The Care . . . of Subjects' Good: Pericles, James I, and the Neglect of Government | Introduction
"The Care . . . of Subjects' Good": Pericles, James I, and the Neglect of Government
Stuart M. Kurland, Duquesne University
Critics have generally found the story of Perieles, Prince of Tyre, interesting—if at all—for the strange and marvelous adventures that befall the romance hero as he wanders the ancient Mediterranean world. Yet Pericles is also a prince—a prince who seems curiously uninterested in the fate of his kingdom of Tyre once he takes ship, in Act I, to escape the vengeance of the tyrant Antiochus, a prince who seems oblivious to the important issues of government and statecraft depicted in the diverse realms he visits. Pericles' obliviousness is the more striking since it appears in the context of a virtual education in government provided by a diverse group of rulers: the incestuous and cruel Antiochus, the ineffective but kindly Cleon, the "good Simonides," the licentious but miraculously transformed Lysimachus. Pericles' remoteness and general passivity are striking too because of the contrast with them provided by the energetic conduct of the daughter who will inherit his authority, the "absolute" Marina. Pericles' only daughter confronts and overcomes comparable adversity at the hands of fate, enough to consume all of Act IV and rate prominent mention alongside Pericles on the Quarto title page, which calls attention both to "the whole Historie, aduentures, and fortunes of the said Prince: As also, The no lesse strange, and worthy accidents, in the Birth and Life, of his Daughter MARIANA [sic]."1
These political aspects of Pericles, I will argue, are best appreciated in the context of early Jacobean politics, notably the problems associated with King James I's disinclination to stay in London to dispatch government business—that is, to govern and to be seen as governing. While James remained in the country whenever he could, hunting and traveling restlessly from one rural seat to another, his ministers were left to conduct affairs of state by correspondence.
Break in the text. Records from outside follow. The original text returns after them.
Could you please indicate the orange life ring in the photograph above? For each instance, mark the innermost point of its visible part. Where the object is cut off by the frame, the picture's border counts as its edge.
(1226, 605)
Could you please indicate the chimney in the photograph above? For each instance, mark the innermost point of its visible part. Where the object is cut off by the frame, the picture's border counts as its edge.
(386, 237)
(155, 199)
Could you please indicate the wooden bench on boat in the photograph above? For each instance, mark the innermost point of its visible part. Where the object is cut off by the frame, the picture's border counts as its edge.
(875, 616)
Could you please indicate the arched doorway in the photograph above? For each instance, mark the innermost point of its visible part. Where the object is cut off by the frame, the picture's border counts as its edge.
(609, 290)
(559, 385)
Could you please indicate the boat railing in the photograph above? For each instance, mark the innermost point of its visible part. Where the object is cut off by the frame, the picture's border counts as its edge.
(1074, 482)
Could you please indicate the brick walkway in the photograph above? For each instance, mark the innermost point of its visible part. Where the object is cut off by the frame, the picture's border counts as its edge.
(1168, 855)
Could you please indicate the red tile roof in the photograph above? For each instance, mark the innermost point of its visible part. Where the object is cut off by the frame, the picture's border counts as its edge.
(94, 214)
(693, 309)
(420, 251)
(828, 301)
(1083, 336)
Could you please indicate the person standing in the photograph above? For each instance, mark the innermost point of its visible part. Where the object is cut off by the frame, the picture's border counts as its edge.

Observers commented on the problems caused by the King's apparent inattention to government business, which was the more notable in contrast with the picture of involvement presented by Elizabeth I. It might seem farfetched to see in Pericles and Marina an allegory of rule in the early Jacobean period, but, as I will suggest, the contemporaneous perception of royal indifference to good government provides a context for viewing Shakespeare's interest around 1606 in such a "mouldy" tale as the ancient history of Apollonius of Tyre, his politicization of aspects ofthat tale in Pericles, Prince of Tyre, and the play's surprising contemporary popularity.